Fresh lemon pie
By VicentaLakin
Fresh, fresh lemon pie, bright colors even in summer. Take a bite of lemon pie, brilliance of the skin, fresh sweets of the internal corset, especially when it's cooled and cooled to the inside. So, holding the oven for a while, the entrance will be warm and clean。
Recipe Recommendations
- milk 15 grams
- low-gluten flour 120 grams
- powdered sugar 25 grams
- salt 1/8 tsp
- unsalted butter 65 grams
- egg yolk 15 grams
- whole egg 155 grams
- fine sugar 145 grams
- lemon juice 150 grams
- lemon peel of 1.5
- sweet and sour
- baking
- several hours
- ordinary
Steps for Fresh lemon pie

1
Sweet leather material: 120 g low-banded flour, 25 g sugar powder, 1/8 small spoons of salt, 65 g salt-free butter, 15 g egg yolk and 15 g milk; this can make a 7-9.5 inch pie
2
Low-banded flour, sugar powder, salt sifted into the basin, butter sliced into the powder basin
3
Scratches mix butter and powder into small grains, and then scatter yolk into powder
4
Scratch the egg yolk and the powder
5
Put the noodles on the pretense, press it to a thin sheet of about 7 or 8 mm thick, and then freeze it in the fridge for at least 30 minutes
6
Colded and harded noodles are taken out, a little flour is cast on the lasagna, a little flour is cast on the lasagna, a little flour is formed into about three millimeters thick, and the thickness is adjusted to the size of the palette
7
Rolling up the skin with a scepter, moving it onto the pallet, putting the skin down on the plate with a light palm, patching the excess skin to thin or small places, and running out all the material; and eating fork. Zoom the hole on it to prevent the baking from taking place; the oven starts to preheat 180 degrees
8
Put the skin on it with tin paper, bake the stones on it, and use green beans
9
AT THE END OF THE PREHEAT, THE ACA VOICE OVEN REMINDS US THAT FOOD CAN BE SENT TO THE OVEN, WHERE THE SKIN IS SENT TO THE MIDDLE OF THE PREHEATED ACA VOICE OVEN, PRESS THE "START" BUTTON, AND THE OVEN STARTS TO BARBECUE
10
Ten minutes after the roast, suspend the oven, pull out the pallet, two minutes after it's still, remove the tin paper and the baking stone, and brush an egg on the skin.

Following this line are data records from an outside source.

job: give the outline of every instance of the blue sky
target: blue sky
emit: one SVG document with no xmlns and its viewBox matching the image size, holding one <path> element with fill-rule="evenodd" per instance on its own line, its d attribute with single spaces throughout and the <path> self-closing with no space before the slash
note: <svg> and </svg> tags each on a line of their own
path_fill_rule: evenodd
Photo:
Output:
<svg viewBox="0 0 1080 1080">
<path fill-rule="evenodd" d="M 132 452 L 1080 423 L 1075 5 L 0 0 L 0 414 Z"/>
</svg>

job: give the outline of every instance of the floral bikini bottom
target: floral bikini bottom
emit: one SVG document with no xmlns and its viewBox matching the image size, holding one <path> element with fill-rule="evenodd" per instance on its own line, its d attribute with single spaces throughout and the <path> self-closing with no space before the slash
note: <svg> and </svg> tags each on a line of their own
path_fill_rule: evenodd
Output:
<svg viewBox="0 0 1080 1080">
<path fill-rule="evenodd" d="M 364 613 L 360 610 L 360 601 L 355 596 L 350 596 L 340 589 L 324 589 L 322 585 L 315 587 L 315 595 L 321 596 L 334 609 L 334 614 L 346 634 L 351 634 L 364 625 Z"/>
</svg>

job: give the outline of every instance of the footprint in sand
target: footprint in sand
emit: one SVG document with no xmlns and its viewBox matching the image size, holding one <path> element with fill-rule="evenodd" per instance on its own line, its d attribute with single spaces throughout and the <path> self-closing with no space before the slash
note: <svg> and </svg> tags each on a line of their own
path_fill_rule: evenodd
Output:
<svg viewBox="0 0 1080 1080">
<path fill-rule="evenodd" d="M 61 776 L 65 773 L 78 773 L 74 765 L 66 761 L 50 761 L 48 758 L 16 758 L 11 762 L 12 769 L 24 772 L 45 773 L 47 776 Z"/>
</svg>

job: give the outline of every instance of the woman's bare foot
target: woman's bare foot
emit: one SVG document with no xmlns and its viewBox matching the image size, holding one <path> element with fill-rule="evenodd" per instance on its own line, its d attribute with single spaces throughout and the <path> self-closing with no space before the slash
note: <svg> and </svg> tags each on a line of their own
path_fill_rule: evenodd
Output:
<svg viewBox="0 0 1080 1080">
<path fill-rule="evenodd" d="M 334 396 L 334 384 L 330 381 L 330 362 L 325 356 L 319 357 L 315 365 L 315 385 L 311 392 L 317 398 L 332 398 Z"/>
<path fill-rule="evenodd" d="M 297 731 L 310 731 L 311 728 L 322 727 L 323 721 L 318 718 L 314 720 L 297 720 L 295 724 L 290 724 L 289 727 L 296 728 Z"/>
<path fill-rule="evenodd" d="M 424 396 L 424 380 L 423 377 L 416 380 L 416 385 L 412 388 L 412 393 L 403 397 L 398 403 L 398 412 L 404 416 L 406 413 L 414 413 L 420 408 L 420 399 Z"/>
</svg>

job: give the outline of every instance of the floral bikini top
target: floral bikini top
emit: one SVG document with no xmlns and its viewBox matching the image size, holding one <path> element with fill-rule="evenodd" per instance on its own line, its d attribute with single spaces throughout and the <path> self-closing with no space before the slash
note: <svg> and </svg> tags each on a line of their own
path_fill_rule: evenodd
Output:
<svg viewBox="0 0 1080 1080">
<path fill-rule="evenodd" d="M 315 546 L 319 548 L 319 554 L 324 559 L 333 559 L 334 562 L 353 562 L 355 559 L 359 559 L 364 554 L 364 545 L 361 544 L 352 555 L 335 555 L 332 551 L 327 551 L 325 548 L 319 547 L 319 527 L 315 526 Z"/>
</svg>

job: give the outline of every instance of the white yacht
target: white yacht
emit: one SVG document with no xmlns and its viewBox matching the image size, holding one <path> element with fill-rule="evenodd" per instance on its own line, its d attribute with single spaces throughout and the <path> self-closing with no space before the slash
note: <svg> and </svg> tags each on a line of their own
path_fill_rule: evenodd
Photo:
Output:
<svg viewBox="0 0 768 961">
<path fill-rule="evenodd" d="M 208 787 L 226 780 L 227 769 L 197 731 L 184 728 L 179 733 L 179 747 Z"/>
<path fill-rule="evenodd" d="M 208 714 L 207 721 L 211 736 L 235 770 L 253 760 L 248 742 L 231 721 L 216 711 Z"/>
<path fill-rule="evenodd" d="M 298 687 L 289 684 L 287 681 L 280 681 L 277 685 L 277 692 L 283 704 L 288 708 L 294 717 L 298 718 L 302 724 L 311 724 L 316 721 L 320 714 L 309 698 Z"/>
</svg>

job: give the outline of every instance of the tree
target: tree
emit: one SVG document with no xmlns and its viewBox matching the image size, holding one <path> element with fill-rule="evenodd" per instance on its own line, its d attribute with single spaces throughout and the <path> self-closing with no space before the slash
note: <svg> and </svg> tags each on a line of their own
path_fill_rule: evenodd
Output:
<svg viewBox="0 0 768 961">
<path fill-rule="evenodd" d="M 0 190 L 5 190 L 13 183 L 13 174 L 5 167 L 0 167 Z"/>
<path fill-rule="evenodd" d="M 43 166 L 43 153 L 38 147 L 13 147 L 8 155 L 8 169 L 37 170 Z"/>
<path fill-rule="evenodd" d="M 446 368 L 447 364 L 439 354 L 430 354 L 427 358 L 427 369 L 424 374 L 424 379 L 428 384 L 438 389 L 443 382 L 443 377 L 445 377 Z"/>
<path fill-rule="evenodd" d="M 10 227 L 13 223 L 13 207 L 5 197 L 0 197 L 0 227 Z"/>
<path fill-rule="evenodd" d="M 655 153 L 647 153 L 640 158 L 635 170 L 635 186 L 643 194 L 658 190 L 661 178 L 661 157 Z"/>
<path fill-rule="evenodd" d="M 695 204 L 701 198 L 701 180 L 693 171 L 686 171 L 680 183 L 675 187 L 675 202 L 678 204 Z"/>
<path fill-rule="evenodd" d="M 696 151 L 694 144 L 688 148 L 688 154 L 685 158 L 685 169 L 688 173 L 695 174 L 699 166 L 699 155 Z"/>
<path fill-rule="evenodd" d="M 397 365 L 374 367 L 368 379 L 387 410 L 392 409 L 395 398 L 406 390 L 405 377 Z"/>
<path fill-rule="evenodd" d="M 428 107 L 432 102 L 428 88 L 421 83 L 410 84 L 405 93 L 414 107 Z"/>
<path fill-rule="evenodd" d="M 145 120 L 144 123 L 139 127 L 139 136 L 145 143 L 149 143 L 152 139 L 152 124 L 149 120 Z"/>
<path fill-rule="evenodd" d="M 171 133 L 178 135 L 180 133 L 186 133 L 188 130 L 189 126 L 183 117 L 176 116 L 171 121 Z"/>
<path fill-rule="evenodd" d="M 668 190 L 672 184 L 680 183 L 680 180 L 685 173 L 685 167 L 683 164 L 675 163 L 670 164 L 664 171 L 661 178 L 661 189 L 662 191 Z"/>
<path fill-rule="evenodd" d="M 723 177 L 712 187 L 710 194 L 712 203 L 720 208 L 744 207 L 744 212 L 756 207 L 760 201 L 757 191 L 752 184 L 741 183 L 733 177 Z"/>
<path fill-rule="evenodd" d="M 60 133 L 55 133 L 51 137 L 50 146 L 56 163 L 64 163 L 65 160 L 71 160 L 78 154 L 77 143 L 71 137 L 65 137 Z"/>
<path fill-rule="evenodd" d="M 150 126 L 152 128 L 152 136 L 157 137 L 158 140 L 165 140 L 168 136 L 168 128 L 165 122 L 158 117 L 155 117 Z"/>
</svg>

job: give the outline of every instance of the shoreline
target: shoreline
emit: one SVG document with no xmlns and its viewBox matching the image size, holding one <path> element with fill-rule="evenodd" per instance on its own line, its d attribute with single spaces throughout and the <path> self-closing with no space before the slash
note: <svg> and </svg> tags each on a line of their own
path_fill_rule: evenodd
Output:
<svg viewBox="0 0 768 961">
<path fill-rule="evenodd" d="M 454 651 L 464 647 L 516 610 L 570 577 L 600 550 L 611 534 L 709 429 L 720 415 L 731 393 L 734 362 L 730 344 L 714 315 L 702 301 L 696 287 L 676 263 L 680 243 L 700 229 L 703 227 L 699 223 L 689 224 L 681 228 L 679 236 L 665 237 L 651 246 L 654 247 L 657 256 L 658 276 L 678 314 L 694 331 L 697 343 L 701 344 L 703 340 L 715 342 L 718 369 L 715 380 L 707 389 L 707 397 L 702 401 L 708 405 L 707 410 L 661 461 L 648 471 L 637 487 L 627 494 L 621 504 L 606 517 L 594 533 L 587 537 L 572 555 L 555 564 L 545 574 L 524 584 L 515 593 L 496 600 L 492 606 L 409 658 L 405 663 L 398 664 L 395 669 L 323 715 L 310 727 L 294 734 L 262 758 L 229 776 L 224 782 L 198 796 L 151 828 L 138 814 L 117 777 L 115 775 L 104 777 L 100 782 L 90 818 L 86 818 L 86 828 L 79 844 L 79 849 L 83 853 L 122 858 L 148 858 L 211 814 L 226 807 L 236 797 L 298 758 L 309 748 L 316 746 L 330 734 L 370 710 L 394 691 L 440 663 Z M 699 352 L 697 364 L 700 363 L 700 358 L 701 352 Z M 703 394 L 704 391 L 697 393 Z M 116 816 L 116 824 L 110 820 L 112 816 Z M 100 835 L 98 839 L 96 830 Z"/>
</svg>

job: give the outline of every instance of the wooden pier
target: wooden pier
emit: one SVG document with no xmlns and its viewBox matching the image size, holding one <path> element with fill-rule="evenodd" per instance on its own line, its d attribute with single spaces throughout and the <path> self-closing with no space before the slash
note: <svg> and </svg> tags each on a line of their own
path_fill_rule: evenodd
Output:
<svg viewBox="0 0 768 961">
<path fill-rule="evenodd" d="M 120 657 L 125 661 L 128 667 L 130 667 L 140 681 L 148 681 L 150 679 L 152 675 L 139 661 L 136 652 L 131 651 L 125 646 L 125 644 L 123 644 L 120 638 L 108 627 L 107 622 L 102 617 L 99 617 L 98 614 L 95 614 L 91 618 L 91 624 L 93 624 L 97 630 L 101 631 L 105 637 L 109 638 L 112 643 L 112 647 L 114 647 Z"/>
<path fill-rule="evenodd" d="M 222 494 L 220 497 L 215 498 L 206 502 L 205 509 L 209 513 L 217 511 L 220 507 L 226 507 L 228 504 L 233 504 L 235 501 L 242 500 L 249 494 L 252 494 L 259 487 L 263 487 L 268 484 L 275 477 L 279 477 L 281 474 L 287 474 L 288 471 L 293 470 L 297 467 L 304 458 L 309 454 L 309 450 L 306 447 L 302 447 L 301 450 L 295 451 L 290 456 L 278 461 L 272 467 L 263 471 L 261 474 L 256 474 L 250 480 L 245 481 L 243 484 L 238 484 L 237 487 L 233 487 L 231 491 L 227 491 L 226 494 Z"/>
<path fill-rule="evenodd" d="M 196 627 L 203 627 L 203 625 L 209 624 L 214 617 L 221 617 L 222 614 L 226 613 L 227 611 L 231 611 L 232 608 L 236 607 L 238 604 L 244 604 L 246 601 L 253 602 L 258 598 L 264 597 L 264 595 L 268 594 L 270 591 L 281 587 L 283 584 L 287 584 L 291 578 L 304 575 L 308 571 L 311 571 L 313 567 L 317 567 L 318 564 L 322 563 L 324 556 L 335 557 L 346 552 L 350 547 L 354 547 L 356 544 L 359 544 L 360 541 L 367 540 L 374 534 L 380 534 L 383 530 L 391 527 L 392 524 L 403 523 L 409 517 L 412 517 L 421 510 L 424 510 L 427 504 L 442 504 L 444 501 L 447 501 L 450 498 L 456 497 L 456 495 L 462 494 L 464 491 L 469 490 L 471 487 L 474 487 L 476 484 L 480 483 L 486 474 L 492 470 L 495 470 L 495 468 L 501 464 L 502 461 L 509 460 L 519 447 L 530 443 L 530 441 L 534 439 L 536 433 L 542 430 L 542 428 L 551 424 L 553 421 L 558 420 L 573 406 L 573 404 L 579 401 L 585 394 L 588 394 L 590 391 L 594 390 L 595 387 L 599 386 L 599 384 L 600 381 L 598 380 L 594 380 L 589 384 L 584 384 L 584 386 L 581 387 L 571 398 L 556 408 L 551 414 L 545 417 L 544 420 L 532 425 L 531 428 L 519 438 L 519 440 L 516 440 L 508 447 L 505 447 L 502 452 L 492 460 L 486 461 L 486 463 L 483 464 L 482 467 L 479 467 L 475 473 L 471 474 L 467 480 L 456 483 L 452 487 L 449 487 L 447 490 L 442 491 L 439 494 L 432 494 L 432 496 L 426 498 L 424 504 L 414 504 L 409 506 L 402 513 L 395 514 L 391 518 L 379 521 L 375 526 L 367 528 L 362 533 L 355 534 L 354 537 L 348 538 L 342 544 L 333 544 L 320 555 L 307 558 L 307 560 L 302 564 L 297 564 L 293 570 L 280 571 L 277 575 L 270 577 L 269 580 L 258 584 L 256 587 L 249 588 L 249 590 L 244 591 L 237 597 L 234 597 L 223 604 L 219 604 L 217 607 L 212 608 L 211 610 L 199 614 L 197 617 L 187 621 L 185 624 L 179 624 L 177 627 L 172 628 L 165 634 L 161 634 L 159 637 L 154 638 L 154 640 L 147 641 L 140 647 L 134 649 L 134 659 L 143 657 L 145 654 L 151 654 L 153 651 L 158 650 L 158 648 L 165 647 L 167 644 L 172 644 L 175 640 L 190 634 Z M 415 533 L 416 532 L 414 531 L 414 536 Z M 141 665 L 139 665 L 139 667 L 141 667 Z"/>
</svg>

Clear
11
Then put it back in the oven, press Start until the baking is complete
12
It's a baked pie
13
Before the lemon cream is made, let's prepare a few lemons
14
Cut off a half of the lemon yellow skin with a lemon cutter
15
Then you squeeze 150 grams of lemon juice with a lemon squeezer
16
Lemon cream material ready: full egg 155 grams, sugar 145 grams, lemonade 150 grams, lemon peel 1.5, salt-free butter 150 grams
17
Eggs spread with thin sugar, water warms the sugar completely
18
Put lemonade in the egg fluid and keep mixing
19
The fire can be scalded, the water boils, so the egg fluid can grow and become thick
20
Eggs and liquid boilers out of hot water, lemon chips and butter into them, melted quickly
21
Put cold lemon cream in the skin, spread the surface and put a high plate in the fridge for about two hours
22
A frozen lemon cream pie, bright and fresh
23
Let's try one
24
It's sour and sweet. It tastes like lemonFresh lemon pie Make Tips
This formula can make a 7-9.5-inch pie, which adjusts the thickness of the skin according to the size of the pie; the skin is fully baked, and the time and temperature of the roast are adjusted by the actual situation in the oven; the lemon cream pie is sour and the lemon is sour that the amount of sugar is not reduced too much; and the good pie can also make some butter bouquets on the surface and make it more fresh and beautiful。